Did anyone ever see a "non-journey" Dwarf? I don't remember.


----------



## Goldilocks Gamgee (Apr 7, 2022)

Doesn't it say somewhere that dwarves prefer to not really go anywhere outside their kingdom, and shun outsiders? I don't remember where, but I think that was said...

Or at least PJ's Elrond says it: "They hide in their mountains, seeking riches..."


----------



## Squint-eyed Southerner (Apr 7, 2022)

Oops -- I meant to say "non-journey Dwarf _women_". Sorry. 😑


----------



## Elthir (Apr 19, 2022)

Beytran70 said:


> Hello all.



Hi!



Beytran70 said:


> One topic I've seen brought up more and more frequently in regards to Amazon's new show is the age old debate on whether female Dwarves REALY DO have beards in the CANON.



I'd say they do!



Beytran70 said:


> Some people point out plenty of evidence from the appendices and other peripheral works that indicate Dwarf women do have beards, while others indicate that they do not consider such works or articles of the lore as fully canon and so find the matter up for debate.



Well, in my opinion _The Lord of the Rings _Appendices *are* canon. *Published* by JRRT himself seems very solid to me, canon-wise!
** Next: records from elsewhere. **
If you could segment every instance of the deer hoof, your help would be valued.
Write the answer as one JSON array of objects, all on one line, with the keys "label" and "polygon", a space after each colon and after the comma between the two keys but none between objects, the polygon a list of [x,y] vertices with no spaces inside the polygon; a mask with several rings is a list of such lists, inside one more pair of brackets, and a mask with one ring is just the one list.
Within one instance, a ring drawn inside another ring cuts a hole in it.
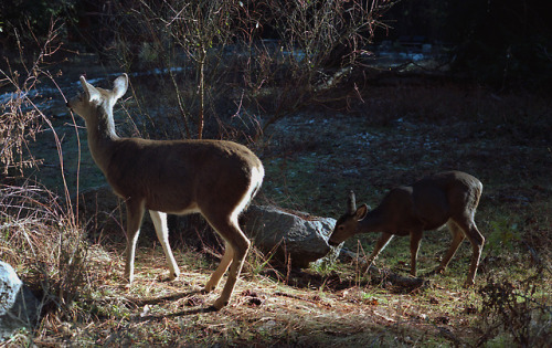
[{"label": "deer hoof", "polygon": [[214,304],[213,304],[213,306],[212,306],[212,307],[213,307],[215,310],[221,310],[221,309],[222,309],[222,307],[225,307],[225,306],[227,306],[227,305],[229,305],[229,302],[227,302],[226,299],[222,299],[222,298],[220,298],[220,297],[219,297],[219,298],[214,302]]},{"label": "deer hoof", "polygon": [[473,280],[467,280],[466,283],[464,283],[465,288],[470,288],[475,285],[475,282]]}]

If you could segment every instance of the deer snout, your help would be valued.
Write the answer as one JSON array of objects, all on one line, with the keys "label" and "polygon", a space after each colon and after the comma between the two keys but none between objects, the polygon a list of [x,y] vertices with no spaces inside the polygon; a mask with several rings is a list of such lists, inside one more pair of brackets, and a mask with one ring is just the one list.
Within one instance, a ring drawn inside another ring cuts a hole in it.
[{"label": "deer snout", "polygon": [[328,244],[330,244],[330,246],[338,246],[339,245],[338,242],[332,241],[331,239],[328,241]]}]

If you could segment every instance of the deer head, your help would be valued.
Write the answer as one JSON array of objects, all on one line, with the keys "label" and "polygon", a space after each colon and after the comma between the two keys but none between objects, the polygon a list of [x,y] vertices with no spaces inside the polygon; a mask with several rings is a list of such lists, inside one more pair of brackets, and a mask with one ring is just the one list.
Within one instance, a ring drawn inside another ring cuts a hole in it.
[{"label": "deer head", "polygon": [[369,209],[367,204],[362,204],[357,209],[354,192],[351,191],[347,202],[347,211],[339,218],[338,222],[336,222],[336,226],[333,228],[333,232],[328,243],[336,246],[357,234],[359,222],[367,217]]}]

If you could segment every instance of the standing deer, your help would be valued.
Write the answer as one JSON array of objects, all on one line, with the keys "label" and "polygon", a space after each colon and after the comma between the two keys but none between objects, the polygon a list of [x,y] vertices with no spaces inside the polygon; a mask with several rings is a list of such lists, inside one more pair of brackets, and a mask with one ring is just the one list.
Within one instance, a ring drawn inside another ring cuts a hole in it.
[{"label": "standing deer", "polygon": [[358,233],[382,232],[368,259],[369,266],[394,235],[411,236],[411,274],[416,275],[416,259],[424,231],[447,223],[453,242],[435,272],[444,272],[467,236],[473,247],[466,286],[473,285],[485,238],[474,222],[482,184],[461,171],[445,171],[392,189],[380,205],[369,211],[367,204],[357,209],[351,191],[348,211],[336,223],[329,243],[337,245]]},{"label": "standing deer", "polygon": [[169,245],[167,213],[200,212],[226,244],[204,288],[213,291],[230,267],[226,284],[213,305],[221,309],[230,300],[250,249],[237,217],[261,188],[261,160],[245,146],[232,141],[119,138],[113,107],[127,91],[128,76],[117,77],[112,91],[94,87],[84,76],[81,84],[84,93],[70,101],[67,107],[84,118],[92,157],[115,193],[125,200],[128,284],[134,280],[136,243],[146,209],[169,264],[169,280],[177,278],[180,272]]}]

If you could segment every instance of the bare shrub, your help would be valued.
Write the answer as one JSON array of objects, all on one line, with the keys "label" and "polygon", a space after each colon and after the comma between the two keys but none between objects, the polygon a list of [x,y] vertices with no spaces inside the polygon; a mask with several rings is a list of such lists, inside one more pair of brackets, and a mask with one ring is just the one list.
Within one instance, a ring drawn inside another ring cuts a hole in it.
[{"label": "bare shrub", "polygon": [[[146,116],[157,130],[254,140],[302,107],[358,97],[357,86],[344,82],[392,4],[140,0],[119,9],[106,52],[129,70],[162,72],[146,83],[148,95],[163,91],[163,102],[155,101],[159,112]],[[135,101],[153,103],[146,95]]]},{"label": "bare shrub", "polygon": [[486,333],[478,346],[496,337],[500,329],[519,347],[544,347],[550,342],[552,308],[538,296],[541,276],[542,271],[521,284],[490,278],[479,289]]},{"label": "bare shrub", "polygon": [[15,33],[22,63],[13,67],[9,59],[4,57],[8,68],[0,68],[0,85],[8,85],[12,89],[0,95],[0,164],[3,167],[3,175],[8,175],[10,168],[22,175],[24,168],[38,165],[28,149],[28,141],[35,139],[44,116],[35,104],[39,97],[36,86],[44,77],[42,64],[61,48],[57,40],[60,30],[61,27],[52,21],[44,42],[36,39],[38,57],[29,65],[25,64],[26,56]]}]

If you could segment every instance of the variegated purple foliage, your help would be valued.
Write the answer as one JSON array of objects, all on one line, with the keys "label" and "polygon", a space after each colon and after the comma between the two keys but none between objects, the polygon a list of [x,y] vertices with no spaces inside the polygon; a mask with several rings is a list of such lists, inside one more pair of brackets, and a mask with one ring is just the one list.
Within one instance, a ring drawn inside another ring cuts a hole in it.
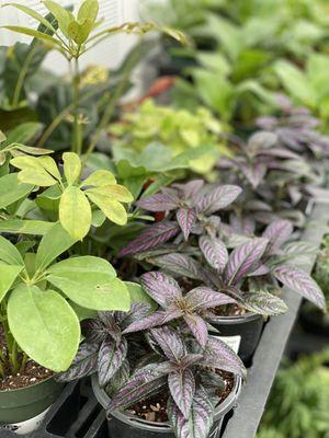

And *Ealdwyn* has already provided that description, concerning which I agree means that Dwarf-women have beards.

Also, if peripheral works include _Quenta Silmarillion_, we have evidence *written* by Tolkien himself, which directly states that Dwarf-women have beards: *"For the Naugrim have beards from the beginning of their lives, male and female alike; nor indeed can their womankind be discerned by those of other race, be it in feature or in gait or in voice, nor in any wise save this: that they go not to war, and seldom save at direst need issue from their deep bowers and halls.*" JRR Tolkien, *early 1950s*_ The Later Quenta Silmarillion,_ Section 5, _The War of the Jewels.

But why wasn't this much included in Christopher Tolkien's constructed Silmarillion, for example? _It seems to me, based on the description given by Christopher Tolkien, that JRRT wrote a *later account* of the Dwarves that *does not* include this description . . .

Why? Was the idea rejected? My answer is no, not rejected . . .

. . . I note that in the _Later Quenta Silmarillion _(the quote above) it was _Pengolodh_ the Elf who related this information to a Man named _Ælfwine_ ("Elf-friend"). But when writing the later account, Tolkien would (arguably) have realized that he'd already given this information about Dwarf-women, and had already noted (Appendix A) that the information for Section A III _Durin's Folk_ was *"probably"* derived from *Gimli the Dwarf *. . .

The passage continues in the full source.